Qualche tempo fa il mitico Dalse, fondatore dell’interessante webradio yastaradio.com, con la quale collaboro da anni con grande soddisfazione, mi aveva “raccomandato” un disco, consegnandomi di persona un pacchetto regalo, altro che inviarmi il semplice file in mp3! Diceva che i Canto Antico probabilmente mi sarebbero piaciuti, con la loro commistione di generi e atmosfere. Preso da mille impegni, mi sono reso conto che le settimane scorrevano inesorabilmente, e così ho voluto rimediare, concedendo più di un ascolto attento a questo insolito trio trapiantato a Milano ma con evidenti e solide radici mediterranee, tra Napoli e il Salento, da dove deriva la loro sfrenata, innata, travolgente e genuina passione per il suono tipico della pizzica.

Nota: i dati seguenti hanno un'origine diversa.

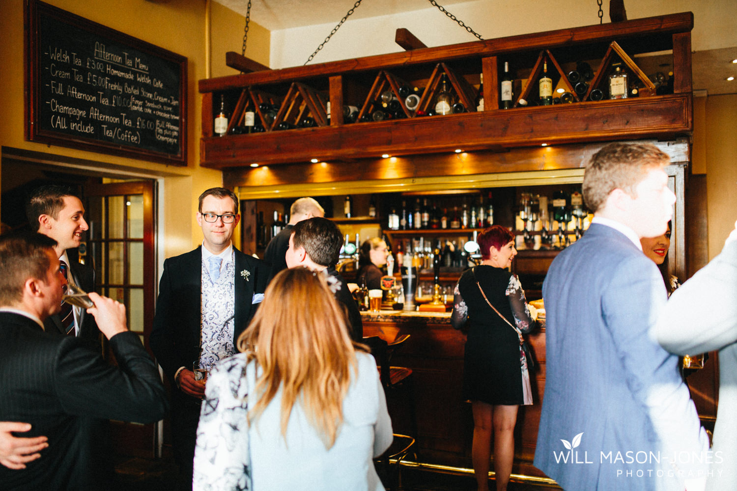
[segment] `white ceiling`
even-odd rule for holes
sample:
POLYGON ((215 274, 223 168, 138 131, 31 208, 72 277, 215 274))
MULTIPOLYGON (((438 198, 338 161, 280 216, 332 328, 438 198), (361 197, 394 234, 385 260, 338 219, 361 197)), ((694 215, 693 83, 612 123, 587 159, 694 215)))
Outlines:
MULTIPOLYGON (((441 5, 452 5, 468 0, 441 0, 441 5)), ((245 15, 248 0, 215 0, 234 12, 245 15)), ((340 22, 356 0, 251 0, 251 18, 270 31, 340 22)), ((352 18, 377 17, 388 14, 432 8, 428 0, 366 0, 352 18)))
MULTIPOLYGON (((245 15, 248 0, 214 0, 231 10, 245 15)), ((337 24, 356 0, 251 0, 251 18, 270 31, 315 24, 337 24)), ((444 6, 468 0, 441 0, 444 6)), ((352 18, 377 17, 393 13, 432 8, 428 0, 365 0, 351 15, 352 18)), ((450 10, 450 9, 449 9, 450 10)), ((452 10, 451 10, 452 12, 452 10)), ((668 73, 670 57, 652 57, 646 62, 657 64, 668 73)), ((737 80, 728 82, 727 77, 737 77, 737 64, 729 63, 737 58, 737 47, 694 52, 692 59, 694 90, 705 90, 708 95, 737 93, 737 80)))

Il risultato sono dieci pezzi irresistibili, uno più trascinante dell’altro, che siano brani originali (scritti principalmente nei testi dalla polistrumentista Francesca Di Ieso, che nel gruppo si occupa di percussioni, tamburi a cornice italiani e voce) o moderne rivisitazioni di brani popolari cari alla loro terra d’origine (tra queste spicca sicuramente “Malarazza”, rifacimento di uno splendido brano, di impronta sociale, di Domenico Modugno. Di questo versante fanno capolino anche “Cicerenella”, l’ironica “Gallina”, e le scatenate “Carpino Revolution” e “Aremu Rindineddha”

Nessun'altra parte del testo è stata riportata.